L’exposition a fermé ses portes le 30 juillet dernier après avoir reçu près de 60 000 visiteurs. Conçue comme un projet franco-allemand, avec l’aide d’un comité scientifique présidé par le professeur Jean-François Chanet, recteur de la région académique Bourgogne-Franche-Comté, l’exposition visait à mettre en perspective le conflit à l’échelle de l’Europe, tout en donnant à comprendre ses racines et répercussions, des guerres de libération allemandes de 1813-1815 à la fin de la Première Guerre mondiale. Près de 40 institutions françaises et allemandes ont contribué par leurs prêts à l’élaboration de son parcours, mis en scène par Marc Vallet et Yan Stive. Le Dr. Ansgar Reiss dirige depuis 2010 le musée bavarois de l’Armée - Bayerisches Armeemuseum - à Ingolstadt, fondé en 1879 par le roi Louis II de Bavière. Il revient pour l’Écho du Dôme sur l’exposition : 

Que signifie aujourd’hui le conflit franco-allemand de 1870- 1871 pour le public allemand ? Peut-on parler d’un conflit « sous-estimé » ainsi que l’a qualifié Ralph Bohlman dans l’article (Frankfurter Allgemeine Zeitung, 6 juin 2017) qu’il a consacré à l’exposition ?  

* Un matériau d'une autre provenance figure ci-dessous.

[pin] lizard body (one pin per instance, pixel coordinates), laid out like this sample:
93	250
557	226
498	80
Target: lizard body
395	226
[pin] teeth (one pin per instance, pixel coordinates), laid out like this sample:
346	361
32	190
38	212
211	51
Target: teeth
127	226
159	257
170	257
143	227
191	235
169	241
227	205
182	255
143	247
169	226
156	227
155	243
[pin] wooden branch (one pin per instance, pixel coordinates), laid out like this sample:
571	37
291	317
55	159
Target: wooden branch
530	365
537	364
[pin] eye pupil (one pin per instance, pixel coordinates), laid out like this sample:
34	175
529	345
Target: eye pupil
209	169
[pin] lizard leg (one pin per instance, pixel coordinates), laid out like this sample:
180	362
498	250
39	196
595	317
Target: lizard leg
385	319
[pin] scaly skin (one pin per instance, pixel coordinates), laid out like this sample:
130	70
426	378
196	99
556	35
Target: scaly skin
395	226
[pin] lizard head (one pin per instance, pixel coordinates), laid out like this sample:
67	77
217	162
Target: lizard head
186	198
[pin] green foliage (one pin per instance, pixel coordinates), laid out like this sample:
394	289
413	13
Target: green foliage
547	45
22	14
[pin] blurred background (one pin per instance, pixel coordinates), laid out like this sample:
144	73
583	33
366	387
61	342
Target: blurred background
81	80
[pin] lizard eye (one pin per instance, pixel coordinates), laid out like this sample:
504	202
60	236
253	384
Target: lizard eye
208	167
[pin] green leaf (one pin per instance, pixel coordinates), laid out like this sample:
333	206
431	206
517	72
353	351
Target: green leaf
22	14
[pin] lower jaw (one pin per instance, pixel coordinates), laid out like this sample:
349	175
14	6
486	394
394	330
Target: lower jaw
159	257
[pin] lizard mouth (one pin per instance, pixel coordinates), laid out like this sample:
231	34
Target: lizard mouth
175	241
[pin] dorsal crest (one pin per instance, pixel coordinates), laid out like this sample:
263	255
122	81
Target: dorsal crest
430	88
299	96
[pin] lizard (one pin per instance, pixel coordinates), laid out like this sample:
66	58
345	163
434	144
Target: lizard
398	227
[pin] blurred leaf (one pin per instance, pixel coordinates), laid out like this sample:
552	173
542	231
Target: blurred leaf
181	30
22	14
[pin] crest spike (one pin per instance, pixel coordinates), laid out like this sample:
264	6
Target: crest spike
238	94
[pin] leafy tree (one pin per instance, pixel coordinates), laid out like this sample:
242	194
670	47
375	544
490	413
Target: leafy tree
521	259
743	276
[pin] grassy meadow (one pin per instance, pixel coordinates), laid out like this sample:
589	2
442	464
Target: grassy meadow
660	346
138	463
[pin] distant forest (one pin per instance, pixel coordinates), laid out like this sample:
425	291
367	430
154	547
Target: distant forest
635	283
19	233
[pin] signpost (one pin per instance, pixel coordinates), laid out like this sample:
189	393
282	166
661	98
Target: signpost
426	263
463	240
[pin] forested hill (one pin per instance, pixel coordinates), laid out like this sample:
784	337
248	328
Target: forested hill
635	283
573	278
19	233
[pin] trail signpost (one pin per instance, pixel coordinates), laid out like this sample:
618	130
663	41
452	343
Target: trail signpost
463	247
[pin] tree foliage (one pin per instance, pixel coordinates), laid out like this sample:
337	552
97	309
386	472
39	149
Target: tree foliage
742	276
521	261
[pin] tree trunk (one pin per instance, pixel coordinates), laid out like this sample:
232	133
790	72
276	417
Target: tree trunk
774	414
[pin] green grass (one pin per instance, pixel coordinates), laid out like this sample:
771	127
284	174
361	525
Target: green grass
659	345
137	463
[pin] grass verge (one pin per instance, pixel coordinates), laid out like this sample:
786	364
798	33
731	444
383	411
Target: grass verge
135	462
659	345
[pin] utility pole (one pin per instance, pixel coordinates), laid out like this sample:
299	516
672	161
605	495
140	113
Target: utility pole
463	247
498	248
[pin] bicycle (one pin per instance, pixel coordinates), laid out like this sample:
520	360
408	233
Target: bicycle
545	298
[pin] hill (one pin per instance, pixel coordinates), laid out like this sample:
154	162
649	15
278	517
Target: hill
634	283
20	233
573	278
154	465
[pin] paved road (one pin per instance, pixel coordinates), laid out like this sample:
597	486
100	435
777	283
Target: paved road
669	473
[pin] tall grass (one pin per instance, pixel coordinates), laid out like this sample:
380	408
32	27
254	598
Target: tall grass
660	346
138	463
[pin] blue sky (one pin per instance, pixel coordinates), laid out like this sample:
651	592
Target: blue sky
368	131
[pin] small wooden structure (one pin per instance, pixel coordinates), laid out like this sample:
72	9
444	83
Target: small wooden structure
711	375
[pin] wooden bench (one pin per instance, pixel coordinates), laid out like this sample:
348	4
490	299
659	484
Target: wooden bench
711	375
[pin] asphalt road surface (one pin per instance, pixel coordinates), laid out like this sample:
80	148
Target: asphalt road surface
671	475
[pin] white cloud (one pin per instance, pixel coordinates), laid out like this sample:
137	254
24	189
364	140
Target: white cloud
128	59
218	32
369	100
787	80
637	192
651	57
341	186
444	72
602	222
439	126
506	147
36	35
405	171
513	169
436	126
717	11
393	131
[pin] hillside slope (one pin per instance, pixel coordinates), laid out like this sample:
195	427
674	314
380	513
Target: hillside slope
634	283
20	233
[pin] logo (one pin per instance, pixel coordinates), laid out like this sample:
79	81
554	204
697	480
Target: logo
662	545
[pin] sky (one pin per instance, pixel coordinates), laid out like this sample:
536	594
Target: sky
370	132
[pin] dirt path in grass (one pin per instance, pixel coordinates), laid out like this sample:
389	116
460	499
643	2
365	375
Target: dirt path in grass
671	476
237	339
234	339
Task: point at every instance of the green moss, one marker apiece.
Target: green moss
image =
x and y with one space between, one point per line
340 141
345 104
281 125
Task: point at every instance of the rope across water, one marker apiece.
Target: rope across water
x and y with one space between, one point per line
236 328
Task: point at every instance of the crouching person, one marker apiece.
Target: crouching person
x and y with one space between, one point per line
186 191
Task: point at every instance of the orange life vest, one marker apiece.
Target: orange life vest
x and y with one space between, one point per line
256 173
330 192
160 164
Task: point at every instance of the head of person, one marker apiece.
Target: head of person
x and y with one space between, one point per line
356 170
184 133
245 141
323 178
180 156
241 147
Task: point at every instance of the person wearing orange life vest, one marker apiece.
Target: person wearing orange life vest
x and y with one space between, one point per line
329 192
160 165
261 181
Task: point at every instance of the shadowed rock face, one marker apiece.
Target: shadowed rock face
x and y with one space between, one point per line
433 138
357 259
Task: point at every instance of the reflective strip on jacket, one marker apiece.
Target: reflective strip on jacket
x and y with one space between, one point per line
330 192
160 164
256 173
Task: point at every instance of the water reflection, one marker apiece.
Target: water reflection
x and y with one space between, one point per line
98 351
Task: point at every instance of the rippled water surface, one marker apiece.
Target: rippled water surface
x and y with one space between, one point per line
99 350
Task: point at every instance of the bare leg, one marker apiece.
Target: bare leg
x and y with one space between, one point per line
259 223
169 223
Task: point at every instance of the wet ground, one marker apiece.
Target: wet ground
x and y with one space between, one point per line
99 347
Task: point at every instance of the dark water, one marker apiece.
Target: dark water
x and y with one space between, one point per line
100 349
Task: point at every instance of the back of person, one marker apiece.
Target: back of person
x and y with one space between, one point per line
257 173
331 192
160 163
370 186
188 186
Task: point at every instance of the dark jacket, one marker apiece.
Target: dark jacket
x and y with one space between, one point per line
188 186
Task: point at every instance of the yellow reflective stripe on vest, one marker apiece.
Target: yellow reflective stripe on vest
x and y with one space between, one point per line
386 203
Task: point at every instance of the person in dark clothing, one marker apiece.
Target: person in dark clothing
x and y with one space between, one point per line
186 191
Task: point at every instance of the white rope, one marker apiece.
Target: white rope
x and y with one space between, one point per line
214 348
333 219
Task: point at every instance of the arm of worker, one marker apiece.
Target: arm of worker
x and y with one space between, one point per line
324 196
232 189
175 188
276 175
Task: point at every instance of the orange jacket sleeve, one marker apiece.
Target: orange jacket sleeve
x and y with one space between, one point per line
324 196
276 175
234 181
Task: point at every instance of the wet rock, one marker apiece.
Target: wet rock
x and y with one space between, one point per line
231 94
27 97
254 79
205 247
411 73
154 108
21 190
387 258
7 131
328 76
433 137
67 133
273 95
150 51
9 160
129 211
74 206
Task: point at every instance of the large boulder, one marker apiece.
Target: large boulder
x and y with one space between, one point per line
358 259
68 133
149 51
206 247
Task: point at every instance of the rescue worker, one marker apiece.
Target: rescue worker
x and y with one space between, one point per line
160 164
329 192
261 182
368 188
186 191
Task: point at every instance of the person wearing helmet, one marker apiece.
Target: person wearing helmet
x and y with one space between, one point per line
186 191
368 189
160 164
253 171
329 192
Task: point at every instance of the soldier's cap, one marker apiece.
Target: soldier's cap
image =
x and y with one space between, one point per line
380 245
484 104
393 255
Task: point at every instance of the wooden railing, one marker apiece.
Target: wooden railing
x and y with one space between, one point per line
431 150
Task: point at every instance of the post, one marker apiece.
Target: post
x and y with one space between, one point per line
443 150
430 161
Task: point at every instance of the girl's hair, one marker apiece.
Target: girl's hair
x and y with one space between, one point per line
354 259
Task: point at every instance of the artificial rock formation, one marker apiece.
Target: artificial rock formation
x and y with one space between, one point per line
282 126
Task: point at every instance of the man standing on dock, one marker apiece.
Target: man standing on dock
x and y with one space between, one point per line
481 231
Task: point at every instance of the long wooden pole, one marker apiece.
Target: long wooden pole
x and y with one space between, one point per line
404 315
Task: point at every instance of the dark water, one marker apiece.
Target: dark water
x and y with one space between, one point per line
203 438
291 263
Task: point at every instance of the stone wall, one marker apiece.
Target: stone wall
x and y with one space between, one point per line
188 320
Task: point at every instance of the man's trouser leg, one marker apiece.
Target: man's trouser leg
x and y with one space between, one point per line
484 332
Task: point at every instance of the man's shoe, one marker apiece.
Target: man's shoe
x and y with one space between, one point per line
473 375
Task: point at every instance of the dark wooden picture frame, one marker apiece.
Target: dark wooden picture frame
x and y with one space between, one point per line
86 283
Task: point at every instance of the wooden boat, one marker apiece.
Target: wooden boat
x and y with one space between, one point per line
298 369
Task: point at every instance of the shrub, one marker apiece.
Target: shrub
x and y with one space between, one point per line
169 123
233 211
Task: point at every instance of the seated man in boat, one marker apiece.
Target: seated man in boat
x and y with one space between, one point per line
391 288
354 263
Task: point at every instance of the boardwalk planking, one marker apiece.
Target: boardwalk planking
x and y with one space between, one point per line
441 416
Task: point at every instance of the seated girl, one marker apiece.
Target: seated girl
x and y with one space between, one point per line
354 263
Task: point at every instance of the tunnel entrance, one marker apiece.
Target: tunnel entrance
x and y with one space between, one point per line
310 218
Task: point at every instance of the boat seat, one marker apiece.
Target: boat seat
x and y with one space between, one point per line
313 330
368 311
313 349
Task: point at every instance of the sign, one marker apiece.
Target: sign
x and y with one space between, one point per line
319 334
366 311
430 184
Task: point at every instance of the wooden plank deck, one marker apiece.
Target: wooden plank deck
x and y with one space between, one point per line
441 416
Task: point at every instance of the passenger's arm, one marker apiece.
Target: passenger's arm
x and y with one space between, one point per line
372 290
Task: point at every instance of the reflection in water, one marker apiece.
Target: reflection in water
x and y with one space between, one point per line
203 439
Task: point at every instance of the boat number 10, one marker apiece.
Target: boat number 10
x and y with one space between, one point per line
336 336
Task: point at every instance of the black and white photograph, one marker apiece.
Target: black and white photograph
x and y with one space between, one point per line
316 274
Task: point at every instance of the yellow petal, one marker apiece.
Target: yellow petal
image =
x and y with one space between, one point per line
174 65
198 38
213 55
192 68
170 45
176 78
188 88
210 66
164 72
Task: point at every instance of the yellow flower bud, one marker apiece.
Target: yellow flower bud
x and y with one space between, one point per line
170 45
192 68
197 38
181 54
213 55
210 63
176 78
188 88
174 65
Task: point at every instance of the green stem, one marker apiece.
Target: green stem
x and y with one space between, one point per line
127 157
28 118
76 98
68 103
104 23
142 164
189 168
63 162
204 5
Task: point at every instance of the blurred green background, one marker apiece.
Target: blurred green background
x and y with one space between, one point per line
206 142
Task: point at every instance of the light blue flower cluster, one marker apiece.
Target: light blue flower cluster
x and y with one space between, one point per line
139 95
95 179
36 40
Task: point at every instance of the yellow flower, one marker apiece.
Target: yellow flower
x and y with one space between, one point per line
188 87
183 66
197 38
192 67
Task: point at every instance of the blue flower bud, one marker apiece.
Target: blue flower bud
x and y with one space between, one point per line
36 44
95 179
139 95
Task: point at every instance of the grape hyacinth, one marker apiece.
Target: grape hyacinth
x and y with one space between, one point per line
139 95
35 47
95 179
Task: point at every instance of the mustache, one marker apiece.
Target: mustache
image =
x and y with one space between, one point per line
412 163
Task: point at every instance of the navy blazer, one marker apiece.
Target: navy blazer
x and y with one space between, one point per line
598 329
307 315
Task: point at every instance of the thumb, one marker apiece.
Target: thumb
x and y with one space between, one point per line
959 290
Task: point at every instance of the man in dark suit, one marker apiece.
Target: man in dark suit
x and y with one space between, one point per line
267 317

La guerre de 1870-1871 est, de nos jours, presque complètement oubliée en Allemagne. Jusqu’au nombre des victimes qui n’est plus connu de quiconque. La mémoire de cette guerre a été recouverte par celle des deux conflits mondiaux du XXe siècle tandis que son résultat, l’unification de l’Allemagne sous hégémonie prussienne, est perçu comme allant de soi. 

Peut-on parler de points de vue régionaux sur ce conflit et sur le processus d’unification allemande ? 

Ces divergences ne sont pas formulées. Personne ne se demande si l’histoire aurait pu se dérouler autrement. Cette absence d’interrogation peut sembler d’autant plus étonnante qu’aujourd’hui encore, les régions du sud de l’Allemagne manifestent un fort particularisme au regard de celles du nord. Mais ce particularisme n’est pas mis en relation avec l’histoire du XIXe siècle. Cela tient aussi au fait que l’opposition entre catholicisme et protestantisme ne joue désormais plus aucun rôle. 

La proclamation de la République de Weimar et l’irruption de la guerre civile dans l’Allemagne de 1918-1919 peuventelles être mises en parallèle avec la naissance de la Troisième République et l’éclatement de la Commune dans la France de 1870-1871 ? 

Cette question est passionnante. Malheureusement, l’histoire de la Commune de Paris est en Allemagne quasi inconnue. Au demeurant, les théoriciens du courant socialiste ont toujours corrélé défaite militaire et révolution. Cette corrélation est manifeste dans l’Allemagne de 1918-1919. Les puissances conservatrices, empires et monarchies, avaient perdu leur légitimité. La tragédie allemande a résidé dans l’exacerbation de formes révolutionnaires radicales, bien qu’elles n’aient eu qu’une assise limitée dans l’opinion, face auxquelles la droite la plus extrême a pu, en réaction, s’affirmer. 

Le musée bavarois de l’Armée a-t-il des projets en lien avec les commémorations de la fin du premier conflit mondial en 1918-1919 ou de l’unification allemande en 1871 ? 

Nous ouvrirons, en novembre 2018, une exposition temporaire sur l’issue de la guerre, en Bavière, en 1918-1919. Le musée bavarois de l’Armée conserve en effet quelques oeuvres en lien avec cette période, notamment avec les corps francs. Figurent également dans nos collections la sculpture originale centrale du monument aux morts de la Première Guerre mondiale [érigé en 1924 dans le Hofgarten] de Münich. 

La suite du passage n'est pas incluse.